コラム

裁判例 獣医療訴訟

獣医療に関する裁判例ー麻酔の承諾の有無が争点になった事例

弁護士 幡野真弥

 今回は、東京地裁平成29年7月12日判決をご紹介します。

 患畜は、右前肢に外傷を負った猫でした。咬傷と思われる数か所の外傷が生じており、患部には発赤や腫脹が見られ,患部を押すと膿が排出される状態で、猫は跛行を余儀なくされていました。
 そこで、獣医師は、患部をメスで切開し、ペンローズドレーンを3本挿入して排膿し、洗浄し、消毒し、抗生剤のコンベニア及びバイトリル並びに点滴剤ソルラクトを投与しました。
 麻酔剤の投与を開始してから約15分後、抗生剤を投与した頃に心拍数が減少し心音が弱まりました。
 そこで獣医師は、拮抗薬アンチセダンを投与しましたが、猫は死亡してしまいました。

 飼い主は、慰謝料等110万円の支払いを求めて裁判となりました。
 裁判の争点はいくつかありますが、そのうち1つは、「獣医師に、 猫に麻酔剤を投与して全身麻酔をかけた上で切開治療を行うことを説明する義務があったにもかかわらず、これを怠った」というものでした。飼い主は、獣医師から、猫に麻酔剤を投与して全身麻酔をかけた切開治療を行うことについて、一切説明を受けなかったと主張したのです。 
 獣医師は、説明を行ったと主張しましたが、客観的な証拠はありませんでした。
 ただ、獣医師は、約9ヶ月前にも、今回の猫が左前肢に負った外傷の治療をしており、この時の治療については、獣医師が、あらかじめ、麻酔をかけること等を説明していたという事実は認定できる状況でした。
 
 裁判所は、飼い主が、前回と異なり今回は入院することに同意していたことをもって、今回の傷が前回治療時の外傷よりも重篤であり、そのため今回は、前回治療と同等か又はより侵襲性の高い治療、つまり少なくとも麻酔剤を投与して全身麻酔をかけた上で切開治療を行う必要があることを認識し、そのような治療が行われることを予想していたものと推認できる、と判断し、獣医師に説明義務違反はないという結論を下しました。

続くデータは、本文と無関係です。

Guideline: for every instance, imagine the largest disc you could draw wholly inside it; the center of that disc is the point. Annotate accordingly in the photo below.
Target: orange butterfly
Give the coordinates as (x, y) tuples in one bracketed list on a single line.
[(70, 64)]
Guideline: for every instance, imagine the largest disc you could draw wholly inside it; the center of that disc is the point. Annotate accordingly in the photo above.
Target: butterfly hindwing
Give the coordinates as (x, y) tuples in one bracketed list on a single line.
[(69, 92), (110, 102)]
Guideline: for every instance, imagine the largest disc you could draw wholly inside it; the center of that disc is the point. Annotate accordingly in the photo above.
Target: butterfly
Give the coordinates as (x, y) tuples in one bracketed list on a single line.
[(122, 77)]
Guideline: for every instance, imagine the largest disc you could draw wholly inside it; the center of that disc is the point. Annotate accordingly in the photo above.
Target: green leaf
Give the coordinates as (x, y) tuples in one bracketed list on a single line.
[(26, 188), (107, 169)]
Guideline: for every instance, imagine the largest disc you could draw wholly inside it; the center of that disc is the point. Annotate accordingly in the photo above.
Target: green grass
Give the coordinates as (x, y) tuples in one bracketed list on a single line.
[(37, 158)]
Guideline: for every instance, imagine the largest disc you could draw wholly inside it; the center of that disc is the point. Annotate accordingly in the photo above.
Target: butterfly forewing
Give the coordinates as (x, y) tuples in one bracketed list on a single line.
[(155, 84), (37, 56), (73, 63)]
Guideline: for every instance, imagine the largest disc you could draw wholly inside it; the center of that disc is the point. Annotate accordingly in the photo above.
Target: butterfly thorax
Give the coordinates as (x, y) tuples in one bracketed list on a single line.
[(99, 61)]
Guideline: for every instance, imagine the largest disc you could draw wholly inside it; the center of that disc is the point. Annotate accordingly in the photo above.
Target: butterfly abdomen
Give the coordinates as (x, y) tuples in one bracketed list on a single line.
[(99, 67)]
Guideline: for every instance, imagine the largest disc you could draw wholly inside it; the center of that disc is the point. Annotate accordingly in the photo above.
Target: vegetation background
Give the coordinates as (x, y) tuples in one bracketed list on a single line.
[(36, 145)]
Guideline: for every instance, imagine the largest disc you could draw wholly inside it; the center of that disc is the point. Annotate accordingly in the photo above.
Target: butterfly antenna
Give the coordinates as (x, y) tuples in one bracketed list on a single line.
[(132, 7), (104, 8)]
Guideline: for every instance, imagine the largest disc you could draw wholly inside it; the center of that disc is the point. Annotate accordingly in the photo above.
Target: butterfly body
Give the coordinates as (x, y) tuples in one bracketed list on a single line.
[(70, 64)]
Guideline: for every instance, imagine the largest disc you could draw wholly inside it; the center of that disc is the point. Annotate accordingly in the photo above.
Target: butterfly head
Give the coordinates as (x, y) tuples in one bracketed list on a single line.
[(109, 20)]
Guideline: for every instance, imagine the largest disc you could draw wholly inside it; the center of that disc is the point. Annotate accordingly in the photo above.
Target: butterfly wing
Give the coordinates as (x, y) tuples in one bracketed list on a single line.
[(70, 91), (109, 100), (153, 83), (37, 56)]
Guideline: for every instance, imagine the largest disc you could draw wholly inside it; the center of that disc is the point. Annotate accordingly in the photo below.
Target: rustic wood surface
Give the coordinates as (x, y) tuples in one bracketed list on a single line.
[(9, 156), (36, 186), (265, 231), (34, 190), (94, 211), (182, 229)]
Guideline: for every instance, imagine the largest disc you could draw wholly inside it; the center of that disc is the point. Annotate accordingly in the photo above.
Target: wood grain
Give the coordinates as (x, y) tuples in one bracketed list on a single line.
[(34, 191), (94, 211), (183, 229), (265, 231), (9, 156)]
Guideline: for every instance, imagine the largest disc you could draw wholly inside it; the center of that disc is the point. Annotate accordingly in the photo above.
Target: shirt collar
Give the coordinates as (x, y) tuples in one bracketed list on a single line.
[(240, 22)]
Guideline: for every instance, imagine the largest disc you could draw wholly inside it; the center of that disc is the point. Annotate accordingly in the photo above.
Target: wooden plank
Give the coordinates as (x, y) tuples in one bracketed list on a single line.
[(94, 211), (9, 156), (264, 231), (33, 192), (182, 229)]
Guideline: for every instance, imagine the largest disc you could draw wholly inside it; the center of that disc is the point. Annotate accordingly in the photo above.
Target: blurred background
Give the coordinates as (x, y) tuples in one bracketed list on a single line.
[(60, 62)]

 今回の裁判例では、獣医師の説明義務違反は認められませんでしたが、9ヶ月前の治療行為がなかった場合、裁判所が逆の結論を出した可能性もあります。
 獣医師は、飼い主に対して、説明義務を負っています。「言った・言わない」の争いにならないよう、麻酔については、事前にリスク等を説明し、飼い主から承諾書を取得しておくことがベストです。承諾書を取得することができない事情がある場合は、飼い主に対し説明し、了承を得たことをカルテに記載しておくだけでも裁判ではだいぶ事情が変わってきますので、将来の紛争を予防する上で、日頃からの記録化が大事になってくると思います。